All the time I spend executive coaching, what I’m really doing is helping people think. I am asking them provocative questions. Expanding their thinking. Challenging them. It’s also my role to support them when the thinking is hard, sometimes push them off the cliff of their limitations and then cushion their fall. The result is growth, and the result of growth is peak performance and an improved bottom line.
I thought that was a good thing.
But David showed me another perspective. He reminded me how hard it is to reflect. How unready sometimes leaders are to learn. He said,
Most people I find shy away from being introspective. Even if they have the capability they shy away from actually practicing introspection.
Knowing David to be a brilliant leader in the arena of leadership development, I was a little surprised. I thought leaders loved this stuff! Here’s what he said:
The times we’re living in today are tough. Everyone is under a lot of pressure. There’s a lot of uncertainty. A lot of emotional energy is devoted to coping with things outside our control. We can’t control the economy. We feel like victims. Everyone is trying desperately to stay calm and focused in the face of external pressures. This is supposition, but I think the average person does not look to add to the pressures they face. While introspection is great as a catalyst for growth and fundamental to growth, in essence what it really is is going to a zone of discomfort. It’s finding out things about yourself that may not make you feel in the moment good and in control. Especially in these times when people have such pressures, [reflection] could be a Pandora’s box.
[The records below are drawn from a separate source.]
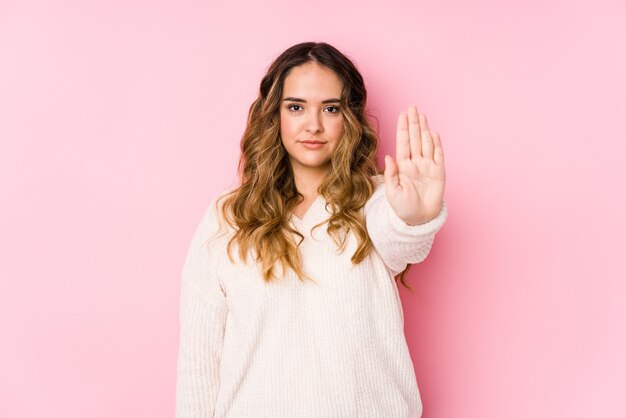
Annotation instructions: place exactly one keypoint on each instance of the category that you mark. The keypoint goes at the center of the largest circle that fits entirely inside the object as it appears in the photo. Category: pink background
(120, 120)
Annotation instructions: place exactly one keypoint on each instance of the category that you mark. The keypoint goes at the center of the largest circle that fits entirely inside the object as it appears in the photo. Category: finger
(438, 149)
(403, 150)
(391, 173)
(427, 141)
(414, 132)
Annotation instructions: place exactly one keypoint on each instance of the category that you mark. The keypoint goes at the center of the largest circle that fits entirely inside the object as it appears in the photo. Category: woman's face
(309, 111)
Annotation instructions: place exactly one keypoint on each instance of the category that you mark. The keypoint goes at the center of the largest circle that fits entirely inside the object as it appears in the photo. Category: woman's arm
(398, 243)
(407, 207)
(203, 312)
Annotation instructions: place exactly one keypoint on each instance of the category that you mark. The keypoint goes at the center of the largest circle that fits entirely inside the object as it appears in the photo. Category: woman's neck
(309, 179)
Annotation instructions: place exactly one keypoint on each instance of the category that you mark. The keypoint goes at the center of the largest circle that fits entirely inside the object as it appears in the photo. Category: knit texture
(334, 348)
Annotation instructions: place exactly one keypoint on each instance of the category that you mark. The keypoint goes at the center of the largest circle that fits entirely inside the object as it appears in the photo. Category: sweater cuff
(427, 228)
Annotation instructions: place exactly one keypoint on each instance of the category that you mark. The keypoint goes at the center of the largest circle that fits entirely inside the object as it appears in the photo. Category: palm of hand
(415, 182)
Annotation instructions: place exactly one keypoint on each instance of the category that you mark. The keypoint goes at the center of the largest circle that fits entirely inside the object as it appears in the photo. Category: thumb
(391, 173)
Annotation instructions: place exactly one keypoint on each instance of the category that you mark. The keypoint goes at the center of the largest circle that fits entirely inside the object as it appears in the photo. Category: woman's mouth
(312, 144)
And I suppose he’s right. When you open the lid to your potential, who knows what demons lurk inside, just waiting to jump out and grab you? Do you really have the energy to rally now, of all times, to fight the status quo? Can’t you just suffer through the challenges in peace?
Of course you can. Many do. I’ll admit that since David and I talked, I have met a few people who seem truly bedraggled by the impact of a negative economy. It would be cruel to unleash on them Pandora’s box.
Or would it? What I want you to remember it that practicing personal leadership is not just about facing your fears. It’s about finding your strength.
In Pandora’s box you may find old habits, destructive patterns, or hidden fears.
But you will also find a clear, inspiring vision of who you want to be.
You’ll find new focus on what you want to achieve.
You’ll find new strategies and tools for progress.
You’ll find fulfillment.
New ways of spending your time.
A stronger, smarter, more motivating team.
A whole new universe of learning and possibility.
You’re going to find yourself.
The Fifth Practice of Personal Leadership is Feel Fulfillment. I’ll admit that perhaps the process of getting there may present challenging questions, but those questions are the doorway to a satisfying life.
When you sit on the lid of Pandora’s box, you lock your real self inside. Go ahead. Open up.